Plausible Mains Question Stems

  1. "India's organ donation rate remains one of the lowest globally despite legal and institutional frameworks in place since 1994. Critically examine the structural barriers and suggest reforms to bridge the gap between pledges and actual deceased donation." (GS-II, 15 marks)

  2. "Discuss the role of NOTTO in India's organ transplantation ecosystem. How does the three-tier NOTTO–ROTTO–SOTTO structure reflect the principles of cooperative federalism in health governance?" (GS-II, 10 marks)

  3. "The use of Aadhaar-linked platforms for organ donation pledges raises questions of informed consent, data privacy, and posthumous autonomy. Examine the ethical dimensions." (GS-IV, 10 marks)


9. Related Topics to Study Next

Topic Connection
Transplantation of Human Organs and Tissues Act, 1994 The sole statutory pillar; know its key provisions, brain-stem death definition, amendments.
National Health Policy 2017 Sets broader preventive vs. curative balance; organ donation fits tertiary-care agenda.
Article 21 — Right to Life and Health Constitutional underpinning for access to transplantation; SC jurisprudence on right to health.
Aadhaar and Data Privacy (Puttaswamy judgment) Aadhaar-linked pledge raises consent and data-use questions tested in GS-II/IV.
PM-ABHIM / Ayushman Bharat Transplant costs covered under AB-PMJAY for beneficiaries — supply-demand equity angle.
Brain Death and Medical Ethics GS-IV angle: criteria for brain-stem death, ethical debates around withdrawal of life support.
Green Corridors Administrative innovation for rapid organ transport — federalism + health logistics.

10. Common Errors / Trap Areas

  1. NOTTO vs. NOTB: Some aspirants confuse NOTTO with the older National Organ Transplant Board (NOTB) — NOTTO is the current operational apex body under MoHFW; NOTB is the policy advisory body. Do not conflate them.

  2. "Central Sector" vs. "Centrally Sponsored" Scheme: NOTP is a Central Sector Scheme (100% funded by Centre, implemented by central agency) — not a CSS (which involves state co-funding).
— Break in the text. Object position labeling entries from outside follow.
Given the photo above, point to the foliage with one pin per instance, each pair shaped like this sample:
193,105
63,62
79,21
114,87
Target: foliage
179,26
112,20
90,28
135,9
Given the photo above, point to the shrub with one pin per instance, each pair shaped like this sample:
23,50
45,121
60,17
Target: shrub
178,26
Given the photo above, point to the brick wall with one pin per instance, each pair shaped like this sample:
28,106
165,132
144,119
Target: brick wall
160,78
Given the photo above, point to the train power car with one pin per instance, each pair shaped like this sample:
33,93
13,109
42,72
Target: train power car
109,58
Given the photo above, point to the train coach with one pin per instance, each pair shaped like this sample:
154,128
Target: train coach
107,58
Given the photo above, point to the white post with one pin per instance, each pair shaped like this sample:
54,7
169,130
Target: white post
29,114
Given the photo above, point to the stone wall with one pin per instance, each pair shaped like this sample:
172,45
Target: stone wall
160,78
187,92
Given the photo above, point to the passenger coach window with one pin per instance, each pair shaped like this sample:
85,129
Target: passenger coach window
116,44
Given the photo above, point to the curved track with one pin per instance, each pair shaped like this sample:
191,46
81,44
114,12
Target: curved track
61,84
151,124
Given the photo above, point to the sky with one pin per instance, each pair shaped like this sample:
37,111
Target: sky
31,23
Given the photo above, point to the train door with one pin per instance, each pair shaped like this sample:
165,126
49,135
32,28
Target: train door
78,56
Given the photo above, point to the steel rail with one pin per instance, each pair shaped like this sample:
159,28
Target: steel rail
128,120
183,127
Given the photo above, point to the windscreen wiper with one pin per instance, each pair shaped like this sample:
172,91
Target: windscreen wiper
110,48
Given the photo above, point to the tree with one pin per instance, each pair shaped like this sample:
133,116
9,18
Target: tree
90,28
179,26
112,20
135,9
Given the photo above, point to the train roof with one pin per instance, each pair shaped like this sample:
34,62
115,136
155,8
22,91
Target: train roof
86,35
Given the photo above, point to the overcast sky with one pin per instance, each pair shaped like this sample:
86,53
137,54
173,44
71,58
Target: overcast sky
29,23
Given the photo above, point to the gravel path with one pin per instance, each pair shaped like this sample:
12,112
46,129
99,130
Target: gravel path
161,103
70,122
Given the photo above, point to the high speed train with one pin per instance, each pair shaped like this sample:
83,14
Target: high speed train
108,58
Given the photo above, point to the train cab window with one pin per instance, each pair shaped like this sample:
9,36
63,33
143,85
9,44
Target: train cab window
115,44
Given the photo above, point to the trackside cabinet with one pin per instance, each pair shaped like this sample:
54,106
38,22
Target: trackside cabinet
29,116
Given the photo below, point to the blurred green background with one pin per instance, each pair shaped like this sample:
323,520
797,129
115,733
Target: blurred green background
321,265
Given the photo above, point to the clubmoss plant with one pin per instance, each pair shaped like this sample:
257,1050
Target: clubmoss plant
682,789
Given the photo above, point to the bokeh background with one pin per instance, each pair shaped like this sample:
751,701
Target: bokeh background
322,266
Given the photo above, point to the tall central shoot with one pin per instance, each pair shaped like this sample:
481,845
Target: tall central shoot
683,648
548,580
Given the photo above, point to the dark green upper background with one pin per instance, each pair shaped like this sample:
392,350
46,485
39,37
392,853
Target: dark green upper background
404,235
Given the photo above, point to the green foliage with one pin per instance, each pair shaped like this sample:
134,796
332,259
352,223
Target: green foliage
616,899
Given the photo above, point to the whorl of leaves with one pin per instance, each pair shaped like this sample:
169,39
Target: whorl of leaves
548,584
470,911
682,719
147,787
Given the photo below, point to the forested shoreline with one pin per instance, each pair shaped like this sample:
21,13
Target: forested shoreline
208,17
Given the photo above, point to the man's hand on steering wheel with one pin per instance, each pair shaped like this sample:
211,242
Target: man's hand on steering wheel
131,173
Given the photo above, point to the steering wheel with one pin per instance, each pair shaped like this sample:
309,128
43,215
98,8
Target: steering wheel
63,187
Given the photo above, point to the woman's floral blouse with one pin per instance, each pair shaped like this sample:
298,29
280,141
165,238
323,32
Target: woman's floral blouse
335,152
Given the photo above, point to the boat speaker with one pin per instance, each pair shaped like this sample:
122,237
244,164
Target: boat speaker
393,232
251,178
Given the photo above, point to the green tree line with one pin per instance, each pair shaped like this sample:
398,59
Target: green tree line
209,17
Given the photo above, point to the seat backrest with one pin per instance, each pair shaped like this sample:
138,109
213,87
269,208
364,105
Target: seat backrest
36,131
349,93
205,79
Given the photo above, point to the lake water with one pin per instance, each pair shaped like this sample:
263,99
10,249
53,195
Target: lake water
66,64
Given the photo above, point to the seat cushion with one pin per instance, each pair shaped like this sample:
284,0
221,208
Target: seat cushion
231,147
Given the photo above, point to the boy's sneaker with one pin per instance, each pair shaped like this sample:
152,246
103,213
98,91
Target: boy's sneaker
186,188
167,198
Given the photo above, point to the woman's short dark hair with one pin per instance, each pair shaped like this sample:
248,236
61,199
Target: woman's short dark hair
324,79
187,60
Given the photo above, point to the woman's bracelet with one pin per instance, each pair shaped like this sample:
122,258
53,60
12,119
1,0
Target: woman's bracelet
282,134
Examiners have tested this distinction.

  3. Wrong Ministry: Organ donation is under MoHFW — not Ministry of Social Justice & Empowerment (which handles disability/rehabilitation) or Ministry of Science & Technology.

  4. Living vs. Deceased Donor confusion: The 5-lakh pledges refer to posthumous/deceased donation intent — NOT living donor consents. The ~18% deceased-donor share statistic is often misread as living-donor share.

  5. Year of THOA enactment: The Act was passed in 1994, not 1995 or 2011. The 2011 date refers to the amendment that included tissues and renamed it THOTA. MCQs frequently exploit this.